Over the past five days, gold has risen 4.3%, bucking declines in stock and bond markets, where the Dow Jones Industrial Average and S&P 500 have slipped back from their own peaks this week.
“Gold continues to defy gravity,” Achilleas Georgolopoulos, an analyst at broker XM, wrote in a note. “It is showing unprecedented strength and manages to rally under every market scenario.”
Indeed, gold has notched gains amid what could look like contradictory catalysts.
Prices marched higher in recent weeks amid expectations that the Federal Reserve will soon cut interest rates, which would put downward pressure on bond yields and the dollar, a trend typically benefiting gold. But the precious metal continued rising this week as inflationary signs in economic data put rate-cut bets under pressure—a factor that knocked stocks—as traders seemingly sought it out as an inflation hedge.
“The lower dollar could have been a factor in yesterday’s move, but gold has rallied even in dollar-positive days,” Georgolopoulos stated. “This is another indication that other forces are in play such as strong buying appetite from certain sovereigns trying to diversify their dollar holdings.”

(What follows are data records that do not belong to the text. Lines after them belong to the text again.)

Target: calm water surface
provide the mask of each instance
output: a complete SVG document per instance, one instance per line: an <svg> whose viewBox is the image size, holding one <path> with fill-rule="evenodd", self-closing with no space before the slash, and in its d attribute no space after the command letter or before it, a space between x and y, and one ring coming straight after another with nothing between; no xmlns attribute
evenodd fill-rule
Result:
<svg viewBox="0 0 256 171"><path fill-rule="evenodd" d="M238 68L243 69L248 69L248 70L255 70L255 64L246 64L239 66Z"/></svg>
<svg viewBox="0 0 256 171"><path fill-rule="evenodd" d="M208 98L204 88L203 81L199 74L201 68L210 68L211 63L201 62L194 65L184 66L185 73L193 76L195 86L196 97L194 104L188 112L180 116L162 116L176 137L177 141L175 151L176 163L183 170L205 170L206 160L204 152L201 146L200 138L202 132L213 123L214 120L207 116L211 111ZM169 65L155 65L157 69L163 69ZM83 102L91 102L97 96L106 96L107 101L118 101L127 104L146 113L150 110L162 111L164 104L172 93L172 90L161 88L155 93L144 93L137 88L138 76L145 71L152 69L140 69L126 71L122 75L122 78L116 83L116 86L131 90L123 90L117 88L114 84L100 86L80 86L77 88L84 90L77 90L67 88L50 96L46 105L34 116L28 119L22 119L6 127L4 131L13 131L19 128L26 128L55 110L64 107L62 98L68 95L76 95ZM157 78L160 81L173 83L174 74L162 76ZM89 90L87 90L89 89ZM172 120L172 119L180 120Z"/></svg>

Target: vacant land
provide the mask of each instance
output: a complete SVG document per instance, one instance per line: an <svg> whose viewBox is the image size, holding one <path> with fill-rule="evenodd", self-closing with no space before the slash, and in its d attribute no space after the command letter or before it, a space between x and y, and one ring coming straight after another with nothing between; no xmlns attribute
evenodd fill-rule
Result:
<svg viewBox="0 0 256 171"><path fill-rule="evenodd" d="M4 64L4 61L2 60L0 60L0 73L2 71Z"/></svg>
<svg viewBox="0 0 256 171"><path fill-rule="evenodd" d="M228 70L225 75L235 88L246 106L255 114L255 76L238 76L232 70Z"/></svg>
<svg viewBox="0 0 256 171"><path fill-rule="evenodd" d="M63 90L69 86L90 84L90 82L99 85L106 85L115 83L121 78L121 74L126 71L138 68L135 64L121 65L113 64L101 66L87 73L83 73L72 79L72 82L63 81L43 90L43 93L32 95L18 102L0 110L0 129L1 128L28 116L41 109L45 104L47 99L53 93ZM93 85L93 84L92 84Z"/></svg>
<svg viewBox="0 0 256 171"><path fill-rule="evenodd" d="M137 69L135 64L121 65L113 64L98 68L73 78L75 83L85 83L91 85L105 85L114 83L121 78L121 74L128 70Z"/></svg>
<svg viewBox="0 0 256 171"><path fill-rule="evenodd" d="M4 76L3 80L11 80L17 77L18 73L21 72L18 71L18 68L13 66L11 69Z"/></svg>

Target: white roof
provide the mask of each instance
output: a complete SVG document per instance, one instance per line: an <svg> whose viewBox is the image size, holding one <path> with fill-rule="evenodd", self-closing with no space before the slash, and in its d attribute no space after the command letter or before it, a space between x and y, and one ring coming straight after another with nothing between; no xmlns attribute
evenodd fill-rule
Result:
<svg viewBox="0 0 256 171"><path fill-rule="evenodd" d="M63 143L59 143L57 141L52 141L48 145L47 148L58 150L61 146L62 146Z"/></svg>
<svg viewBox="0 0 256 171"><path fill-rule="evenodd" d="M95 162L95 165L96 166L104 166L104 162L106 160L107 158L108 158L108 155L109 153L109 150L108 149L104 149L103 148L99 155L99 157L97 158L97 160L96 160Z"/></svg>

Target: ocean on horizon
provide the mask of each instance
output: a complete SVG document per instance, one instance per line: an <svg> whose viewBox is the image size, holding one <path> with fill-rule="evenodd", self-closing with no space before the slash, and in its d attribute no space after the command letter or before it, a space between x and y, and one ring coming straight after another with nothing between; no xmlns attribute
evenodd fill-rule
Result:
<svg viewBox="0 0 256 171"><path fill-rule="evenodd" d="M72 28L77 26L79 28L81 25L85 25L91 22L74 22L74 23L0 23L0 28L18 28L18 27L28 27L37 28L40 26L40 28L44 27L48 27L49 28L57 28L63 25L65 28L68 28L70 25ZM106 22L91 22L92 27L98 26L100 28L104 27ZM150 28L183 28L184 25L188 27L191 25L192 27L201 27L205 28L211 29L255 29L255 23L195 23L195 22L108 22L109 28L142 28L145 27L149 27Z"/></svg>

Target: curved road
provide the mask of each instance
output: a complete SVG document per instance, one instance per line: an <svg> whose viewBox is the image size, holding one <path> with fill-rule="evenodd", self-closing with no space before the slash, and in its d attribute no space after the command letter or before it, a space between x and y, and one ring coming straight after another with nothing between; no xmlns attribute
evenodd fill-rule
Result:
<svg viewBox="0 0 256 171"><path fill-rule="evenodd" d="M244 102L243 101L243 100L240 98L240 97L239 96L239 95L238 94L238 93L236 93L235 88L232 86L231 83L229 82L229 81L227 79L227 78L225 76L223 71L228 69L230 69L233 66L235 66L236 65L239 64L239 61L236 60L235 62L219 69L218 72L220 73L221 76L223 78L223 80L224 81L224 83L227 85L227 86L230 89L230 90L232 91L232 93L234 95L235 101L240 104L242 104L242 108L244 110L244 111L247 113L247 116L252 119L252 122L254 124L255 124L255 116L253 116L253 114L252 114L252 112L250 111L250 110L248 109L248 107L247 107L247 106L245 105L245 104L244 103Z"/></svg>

However, there’s more going on behind the rise of gold than all of this talk of pillars of rates, inflation, and, of course, the dollar. Much more, in fact.
“Support has come from a few segments where demand has held up particularly well. Indeed, central banks themselves keep adding gold to portfolios,” analysts at Bank of America went on to write in a note. “This has perhaps been most visible in China, where the PBOC [People’s Bank of China] has been increasing its exposure. That buying has also attracted purchases from China’s retail market participants.”
A huge part of the story behind gold’s surge is how much of it China has been snapping up lately. The central bank of the communist nation has been a consistent buyer of the yellow metal, but even that is not the biggest factor at play here. The reason gold is doing so phenomenally right now has to do with buying from retail investors, at least according to analysts who work for the research firm Gavekal Dragonomics in a recently penned note.
They added that as China’s property sector has collapsed and its stock market has languished, “a larger portion of China’s household savings is flowing into gold as an alternative.”
While gold continues to benefit from fundamental support—and the momentum from this latest rally has possibly drawn in new investors—such a rapid pace of gains for a typically stalwart and stodgy commodity risks looking overdone.
“Warning signs are flashing,” Kathleen Brooks, an analyst who works at broker XTB, stated in a note. “At this stage it is hard to see the gold price coming under severe downward pressure, but we would point out that open interest on gold contracts appears to have peaked and the gold price is now 15% above its 200-day simple moving average. This suggests that it is at extreme levels and could be due a pullback.”
Precious metals are usually good investments and if you have been investing in gold for awhile, well, you’re no doubt very pleased with the results you’re seeing right now. Keep an eye on the market to see if the streak continues.